In the past, all patients with muscle weakness, elevated creatine kinase levels in their blood, and other symptoms of myopathy, but who didn’t have skin involvement, were diagnosed with polymyositis. Now, it is recognized that some of these patients have unique findings on their muscle biopsies that distinguish them from those with polymyositis or other forms of myositis.
Categories of Necrotizing Myopathies
Researchers are also beginning to distinguish different categories of necrotizing myopathy that have different risk factors and different treatments. These distinctions are based on the presence of different autoantibodies in the patient’s blood and most likely indicate that these are different diseases.

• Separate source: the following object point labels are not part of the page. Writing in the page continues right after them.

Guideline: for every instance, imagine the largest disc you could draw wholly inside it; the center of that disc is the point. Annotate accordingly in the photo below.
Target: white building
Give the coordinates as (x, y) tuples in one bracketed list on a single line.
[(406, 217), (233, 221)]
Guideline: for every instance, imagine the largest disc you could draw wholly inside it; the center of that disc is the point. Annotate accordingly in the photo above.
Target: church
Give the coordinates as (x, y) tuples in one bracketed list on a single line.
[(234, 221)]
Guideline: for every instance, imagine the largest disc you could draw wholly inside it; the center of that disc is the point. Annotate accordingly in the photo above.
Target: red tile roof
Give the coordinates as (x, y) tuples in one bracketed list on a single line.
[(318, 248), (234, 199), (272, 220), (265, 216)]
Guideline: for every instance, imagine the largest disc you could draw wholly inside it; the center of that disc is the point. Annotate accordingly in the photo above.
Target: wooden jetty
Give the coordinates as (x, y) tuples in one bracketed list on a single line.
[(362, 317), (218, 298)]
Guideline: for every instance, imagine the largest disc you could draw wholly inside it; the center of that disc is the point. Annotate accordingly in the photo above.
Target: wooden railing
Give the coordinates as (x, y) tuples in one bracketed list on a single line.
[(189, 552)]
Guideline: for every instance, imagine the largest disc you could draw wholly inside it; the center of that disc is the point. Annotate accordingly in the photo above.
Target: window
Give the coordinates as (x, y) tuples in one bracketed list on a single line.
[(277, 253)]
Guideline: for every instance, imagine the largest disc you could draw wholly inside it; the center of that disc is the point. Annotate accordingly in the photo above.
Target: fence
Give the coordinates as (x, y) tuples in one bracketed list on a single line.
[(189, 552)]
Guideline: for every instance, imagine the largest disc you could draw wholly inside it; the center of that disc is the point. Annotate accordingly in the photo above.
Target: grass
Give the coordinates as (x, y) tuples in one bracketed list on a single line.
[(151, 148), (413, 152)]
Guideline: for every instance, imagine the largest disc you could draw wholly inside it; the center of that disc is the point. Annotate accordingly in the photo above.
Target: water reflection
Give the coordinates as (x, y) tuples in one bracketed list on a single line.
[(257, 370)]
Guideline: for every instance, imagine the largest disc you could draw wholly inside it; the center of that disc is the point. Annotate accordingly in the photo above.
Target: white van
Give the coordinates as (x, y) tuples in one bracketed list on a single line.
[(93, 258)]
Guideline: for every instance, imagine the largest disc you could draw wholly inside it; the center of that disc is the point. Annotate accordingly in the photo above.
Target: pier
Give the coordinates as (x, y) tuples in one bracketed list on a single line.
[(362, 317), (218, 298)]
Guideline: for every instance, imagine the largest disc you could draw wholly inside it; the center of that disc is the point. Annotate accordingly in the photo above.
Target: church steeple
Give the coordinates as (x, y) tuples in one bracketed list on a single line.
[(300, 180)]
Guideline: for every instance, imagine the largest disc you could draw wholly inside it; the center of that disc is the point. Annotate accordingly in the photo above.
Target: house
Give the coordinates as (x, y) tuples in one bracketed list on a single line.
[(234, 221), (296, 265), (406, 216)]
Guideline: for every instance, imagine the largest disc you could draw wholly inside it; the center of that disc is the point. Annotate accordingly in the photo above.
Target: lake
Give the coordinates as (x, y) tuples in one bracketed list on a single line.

Patients with SRP Autoantibodies
Anti-signal recognition particle (SRP) autoantibodies appear in the blood tests of many experiencing symptoms of necrotizing myopathy. Patients typically experience sudden and extreme muscle weakness and aches. Some may also have cardiac involvement.
Patients with HMGCR Autoantibodies
HMGCR (3-hydroxy-3-methylglutaryl-coenzyme A reductase) is a key enzyme in the production of cholesterol. Patients who have anti-HMGCR antibodies and use statin medications to control high cholesterol may unknowingly develop this type of statin-induced necrotizing myopathy.
All Other Patients
All other patients with necrotizing myopathy, who do not show SRP or HMGCR autoantibodies in their blood tests are considered by some experts to be included in a separate, third grouping of necrotizing myopathy.
If you are experiencing muscle symptoms involving weakness or fatigue, we encourage you to talk to your doctor to begin the diagnosis process, which includes a muscle biopsy to detect necrosis and various blood tests to detect the presence of autoantibodies. Since necrotizing myopathy is a rare disease, many physicians may not be familiar with the signs and symptoms. If you are struggling to find an accurate diagnosis, visiting a specialist can help.